Since around 2010, the LDP has promoted policies to expand the acceptance of foreigners under the pretext of securing labor. Under the Abe administration, the number of foreign workers increased by more than one million., and the number of foreign residents, which was around 2 million at the end of FY2012, reached approximately 3.96 million by the end of FY2025 In the policy guidelines announced by the LDP’s Foreign Resident Policy Headquarters on 20 January 2026, no policy to restrict the increase in foreigners was included. Instead, it stated that "appropriate and smooth acceptance of foreigners and the realization of orderly local communities" are "essential," and only stricter measures against crimes committed by foreigners were mentioned.

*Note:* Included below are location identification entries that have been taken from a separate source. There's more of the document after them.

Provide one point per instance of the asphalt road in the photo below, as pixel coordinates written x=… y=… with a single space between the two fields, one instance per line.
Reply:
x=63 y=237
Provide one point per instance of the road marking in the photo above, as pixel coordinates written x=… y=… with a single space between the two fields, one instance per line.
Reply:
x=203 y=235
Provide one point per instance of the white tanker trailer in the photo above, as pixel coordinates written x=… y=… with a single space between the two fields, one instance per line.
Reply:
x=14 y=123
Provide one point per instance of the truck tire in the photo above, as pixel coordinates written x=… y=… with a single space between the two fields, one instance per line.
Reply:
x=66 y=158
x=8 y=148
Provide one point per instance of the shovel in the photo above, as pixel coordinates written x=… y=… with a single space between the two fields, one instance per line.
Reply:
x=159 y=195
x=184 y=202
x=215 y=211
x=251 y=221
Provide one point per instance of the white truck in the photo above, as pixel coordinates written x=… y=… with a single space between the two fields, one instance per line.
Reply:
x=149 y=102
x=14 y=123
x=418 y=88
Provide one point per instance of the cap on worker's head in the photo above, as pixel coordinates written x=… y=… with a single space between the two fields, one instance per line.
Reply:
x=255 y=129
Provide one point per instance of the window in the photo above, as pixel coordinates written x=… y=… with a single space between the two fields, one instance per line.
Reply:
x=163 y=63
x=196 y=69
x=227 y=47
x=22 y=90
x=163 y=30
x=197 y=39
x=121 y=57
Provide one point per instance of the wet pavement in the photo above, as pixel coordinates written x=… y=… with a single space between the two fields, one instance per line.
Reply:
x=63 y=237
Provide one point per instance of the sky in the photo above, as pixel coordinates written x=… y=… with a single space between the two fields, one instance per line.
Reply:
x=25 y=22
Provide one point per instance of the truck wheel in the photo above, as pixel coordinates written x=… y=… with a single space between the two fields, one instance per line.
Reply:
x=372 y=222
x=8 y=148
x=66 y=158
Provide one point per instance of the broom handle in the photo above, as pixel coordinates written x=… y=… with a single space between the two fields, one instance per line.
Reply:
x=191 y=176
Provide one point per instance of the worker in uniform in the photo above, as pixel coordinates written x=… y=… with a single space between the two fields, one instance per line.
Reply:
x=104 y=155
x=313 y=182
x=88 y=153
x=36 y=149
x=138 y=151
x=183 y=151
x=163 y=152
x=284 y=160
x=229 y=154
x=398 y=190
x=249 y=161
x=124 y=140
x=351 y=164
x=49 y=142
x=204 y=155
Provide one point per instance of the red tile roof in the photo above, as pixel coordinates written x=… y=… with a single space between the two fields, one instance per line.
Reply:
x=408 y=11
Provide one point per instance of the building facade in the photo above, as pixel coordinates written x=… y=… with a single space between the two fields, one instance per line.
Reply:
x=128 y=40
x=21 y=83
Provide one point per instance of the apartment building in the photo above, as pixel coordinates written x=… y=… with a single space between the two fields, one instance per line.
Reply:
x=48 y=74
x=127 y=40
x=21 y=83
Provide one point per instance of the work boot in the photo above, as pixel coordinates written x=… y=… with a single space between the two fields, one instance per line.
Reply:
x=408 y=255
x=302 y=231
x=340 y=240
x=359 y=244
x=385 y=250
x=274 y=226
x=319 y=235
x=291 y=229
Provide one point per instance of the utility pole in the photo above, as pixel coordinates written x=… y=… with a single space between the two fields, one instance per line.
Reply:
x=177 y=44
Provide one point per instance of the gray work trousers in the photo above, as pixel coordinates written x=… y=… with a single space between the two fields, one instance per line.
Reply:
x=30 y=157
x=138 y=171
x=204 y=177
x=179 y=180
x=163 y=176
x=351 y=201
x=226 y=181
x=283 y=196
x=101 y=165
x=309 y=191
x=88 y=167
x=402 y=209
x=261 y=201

Takaichi says that Japan requires foreign workers.Until 2028, her government plans to accept 1.23 million labour migrants.

She is a supporter of globalism. At the House of Councillors Budget Committee meeting on 13 November 2025, in response to a question that criticized “policy promotion driven by excessive globalism,” Takaichi stated that “globalization has contributed to the development of the world economy.”

=== Public opinion ===
Takaichi has enjoyed high approval ratings during her tenure. According to a Sankei Shimbun and FNN poll conducted in October 2025, Takaichi's cabinet had an approval rating of 75.4%; the approval rating of Japanese women aged 18-29 was 91.7%. In opinion polls conducted during late October–early November 2025, Takaichi's government received the approval of between 65% and 83% of respondents, among the highest such ratings of any government in twenty years. According to a poll conducted by The Yomiuri Shimbun in February 2026, approval for her cabinet stood at 73%. The survey also found that 52% of respondents wanted Takaichi to stay "as long as possible".